Better Is Not Good

Note: an early draft imported from heavily broken LinkedIn draft (they must have done a lossy migration in the past 10 years). Leaving it pretty much as it is with light edits for clarity and formatting.

I’ve been programming for more than 25 years now, almost 20 of it professionally. As with many of us it started as a hobby and then somebody offered to pay me for it and here I am. But in these 25+ years, I have to be honest and say that I have seen very little improvement in tools. My Borland Turbo C didn’t have syntax highlighting and intellisense but the development flow was pretty much the same as what I still do today.

There are only great improvements that I can think of that actually impacted my development flow (in no particular order):

  1. Package managers. I do a lot of my work in Node these days and without NPM built-in, it wouldn’t be as half as interesting tool. I also revisited Java after 10+ years and was happy to find that there are package managers for it - Maven worked well from me and allowed me to start implementing something much faster than I could have otherwise (the mere thought of including other people’s code in my source tree made me queazy)1

  2. Virtualization. I was going to write Docker but it’s just the (current) pinnacle of 15+ years of virtualization. I used to live and breath in development VMs but it was never, ever fun (awesome but not fun). Docker made it fun (even if it’s not perfect) and an integral part of my development flow (vs. just something for testing)

  3. Distributed revision control. I simply cannot overstate the impact here - I would find it very difficult to go back to the bad old days of centralized version control systems. This has completely, utterly changed my development flow.

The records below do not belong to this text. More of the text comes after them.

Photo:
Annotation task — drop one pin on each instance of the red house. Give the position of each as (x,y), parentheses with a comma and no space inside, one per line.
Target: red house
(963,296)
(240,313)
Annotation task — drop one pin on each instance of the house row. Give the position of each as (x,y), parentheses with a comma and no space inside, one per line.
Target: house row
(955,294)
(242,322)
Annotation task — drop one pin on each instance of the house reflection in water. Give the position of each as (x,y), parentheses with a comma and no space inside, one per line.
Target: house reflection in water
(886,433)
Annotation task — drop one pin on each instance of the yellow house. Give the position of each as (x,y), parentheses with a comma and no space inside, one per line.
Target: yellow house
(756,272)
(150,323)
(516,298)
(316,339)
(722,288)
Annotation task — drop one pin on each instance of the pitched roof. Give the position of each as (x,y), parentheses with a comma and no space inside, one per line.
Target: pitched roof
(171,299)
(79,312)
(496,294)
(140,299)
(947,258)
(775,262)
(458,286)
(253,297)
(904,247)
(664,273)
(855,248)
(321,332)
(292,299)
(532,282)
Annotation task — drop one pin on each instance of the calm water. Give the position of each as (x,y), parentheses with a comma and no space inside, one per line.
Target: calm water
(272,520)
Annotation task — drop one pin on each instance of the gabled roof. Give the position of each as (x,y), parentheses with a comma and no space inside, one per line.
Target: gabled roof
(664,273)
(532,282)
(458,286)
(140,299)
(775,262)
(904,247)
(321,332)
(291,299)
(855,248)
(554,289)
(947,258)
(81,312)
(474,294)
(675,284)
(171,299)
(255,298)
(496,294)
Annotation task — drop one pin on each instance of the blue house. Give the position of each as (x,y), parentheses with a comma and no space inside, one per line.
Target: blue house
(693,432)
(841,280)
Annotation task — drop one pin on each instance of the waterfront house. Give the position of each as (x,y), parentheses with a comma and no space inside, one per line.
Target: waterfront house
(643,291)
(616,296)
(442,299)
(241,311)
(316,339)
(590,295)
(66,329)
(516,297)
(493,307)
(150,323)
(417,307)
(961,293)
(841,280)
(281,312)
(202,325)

Talking about this earlier this week, a friend suggested StackOverflow as another one of those things. At the time I dismissed it - it didn’t feel quite right and there are some obvious differences here: it’s a privately owned site, not an open source technology that can be used by anyone. But if I just apply the influences development flow in a positive way criteria, then certainly, StackOverflow raised the game and has become an integral part of my development flow.

So life is good… right? I would say that it’s better but not that it’s good. We could for example have much better code editing. I’m all for keeping, pretty much forever, the source code files as plain text. But map is not the territory and continuing to edit source code the way its stored and processed by machines, is mixing up map (source) with territory (semantics). There is a lot of stuff that we could do here but let me just put a few out there:

  • Our editors should not only recognize the semantic links and constructs in our code but should allow us to edit these at the semantic level. Why would I want to paste a snippet into my source code (essentially invoking a micro code generator) vs. declaring what I mean and keeping the rich references of what I was expressing for future use?
  • Keep track of the metrics on my use of such semantic expressions (vs. text - what is this? 1971?), of the number of rewrites between commits, of number of defects between and after commits.
  • DO NOT allow me to waste my time on tabs vs. spaces, indentation standards, if there is a space between a for and its parenthesis. These are all just time wasters without - decide for me and for the entire team, enforce it implicitly, never allow for it to be changed (if somebody wants to change it they can write a plugin)
  • Help me understand my mistakes faster and no, just marking something as a possible typo is not enough. If I write a loop ask me to confirm that it cannot be written better. Go to StackOverflow for me, ask the right questions (you already have the context!) and proactively give me the answer. Mark my comments as “out of date” whenever code in their immediate semantic unit/vicinity is edited.
  • Make my code reviews semi-automated, offer to correct my mistakes proactively and so on.

[1] In other news Java is still the language preferred by Architecture Astronauts, people essentially unable to pass up any abstraction no matter how insignificant it may be without seeing that it raises, instead of lowering, the cognitive burden. Or maybe it’s the documentation tools that are so bad that they give the same significance to something like Collection<> and ArrayList<> even though the first one is literally useless to writing functioning code while the later is essential to having a growing array. Oh and no type inference by choice and no typedef equivalent? Too bad I’m old enough to remember when Java didn’t have generics by choice and look how good that turned out. 1995 called - it wants all of its messed up decisions back.